In the opinion issued on February 15, 2023, the Ninth Circuit explained that, in addition to preempting state laws affecting the enforceability of arbitration agreements, the FAA also preempts state laws that discriminate against the formation of arbitration agreements. Applying this reasoning to AB 51, the Ninth Circuit held that the law’s imposition of civil and criminal penalties for forming an arbitration agreement imposes severe burdens on arbitration agreements that do not apply to contracts generally. As a result, the Ninth Circuit held the FAA preempts AB 51 in its entirety because the law’s “deterrence of an employer’s willingness to enter into an arbitration agreement is antithetical to the FAA’s ‘liberal federal policy favoring arbitration agreements.’”
The Ninth Circuit’s complete abrogation of AB 51 clears the path for Golden State employers to continue issuing mandatory arbitration agreements to their workforce. However, employers should keep abreast of subsequent developments because this case could be reviewed again if the State of California requests review of the decision by the full Ninth Circuit or seeks review of this decision by the U.S. Supreme Court.

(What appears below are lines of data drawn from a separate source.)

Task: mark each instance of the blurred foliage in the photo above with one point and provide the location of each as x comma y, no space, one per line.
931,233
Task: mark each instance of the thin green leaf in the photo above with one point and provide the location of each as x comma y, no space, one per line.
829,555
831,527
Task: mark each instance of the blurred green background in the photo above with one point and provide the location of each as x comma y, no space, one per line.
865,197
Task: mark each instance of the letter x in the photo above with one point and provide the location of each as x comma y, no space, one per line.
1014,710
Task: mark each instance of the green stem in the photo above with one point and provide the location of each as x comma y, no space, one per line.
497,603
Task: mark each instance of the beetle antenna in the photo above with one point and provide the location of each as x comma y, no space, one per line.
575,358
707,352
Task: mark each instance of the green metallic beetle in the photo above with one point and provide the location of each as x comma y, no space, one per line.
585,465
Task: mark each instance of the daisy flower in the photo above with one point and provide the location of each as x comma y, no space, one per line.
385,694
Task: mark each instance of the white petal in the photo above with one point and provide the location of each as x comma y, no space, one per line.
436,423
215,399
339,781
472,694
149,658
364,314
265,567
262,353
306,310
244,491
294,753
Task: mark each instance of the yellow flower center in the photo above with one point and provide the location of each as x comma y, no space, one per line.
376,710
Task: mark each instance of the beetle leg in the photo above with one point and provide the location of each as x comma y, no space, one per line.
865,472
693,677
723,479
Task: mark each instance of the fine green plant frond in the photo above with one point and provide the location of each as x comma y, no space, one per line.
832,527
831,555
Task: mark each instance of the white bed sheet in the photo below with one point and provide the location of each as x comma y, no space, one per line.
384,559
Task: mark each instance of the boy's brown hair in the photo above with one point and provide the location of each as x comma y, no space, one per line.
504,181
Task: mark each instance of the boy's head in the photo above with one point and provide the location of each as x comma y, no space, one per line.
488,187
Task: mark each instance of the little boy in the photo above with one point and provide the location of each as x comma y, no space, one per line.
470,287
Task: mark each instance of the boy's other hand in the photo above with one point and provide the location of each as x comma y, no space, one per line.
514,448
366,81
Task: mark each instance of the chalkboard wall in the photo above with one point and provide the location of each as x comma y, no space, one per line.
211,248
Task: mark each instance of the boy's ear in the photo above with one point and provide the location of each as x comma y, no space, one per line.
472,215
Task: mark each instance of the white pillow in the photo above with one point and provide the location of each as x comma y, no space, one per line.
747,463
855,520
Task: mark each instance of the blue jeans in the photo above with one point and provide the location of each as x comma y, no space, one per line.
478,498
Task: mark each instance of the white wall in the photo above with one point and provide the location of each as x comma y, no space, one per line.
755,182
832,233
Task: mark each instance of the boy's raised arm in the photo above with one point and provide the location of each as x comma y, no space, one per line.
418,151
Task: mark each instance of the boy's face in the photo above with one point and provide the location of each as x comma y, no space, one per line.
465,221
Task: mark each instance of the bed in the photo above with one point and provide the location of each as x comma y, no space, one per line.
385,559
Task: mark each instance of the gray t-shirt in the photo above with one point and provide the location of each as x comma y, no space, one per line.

In the meantime, employers should consider consulting with counsel to review existing arbitration agreements to confirm that they: (1) are not vulnerable to challenges based on unconscionability or other generally applicable contract defenses; (2) include class action waivers; (3) require employees to arbitrate their individual California Private Attorneys General Act claims; and (4) include carve outs for sexual harassment and sexual assault claims.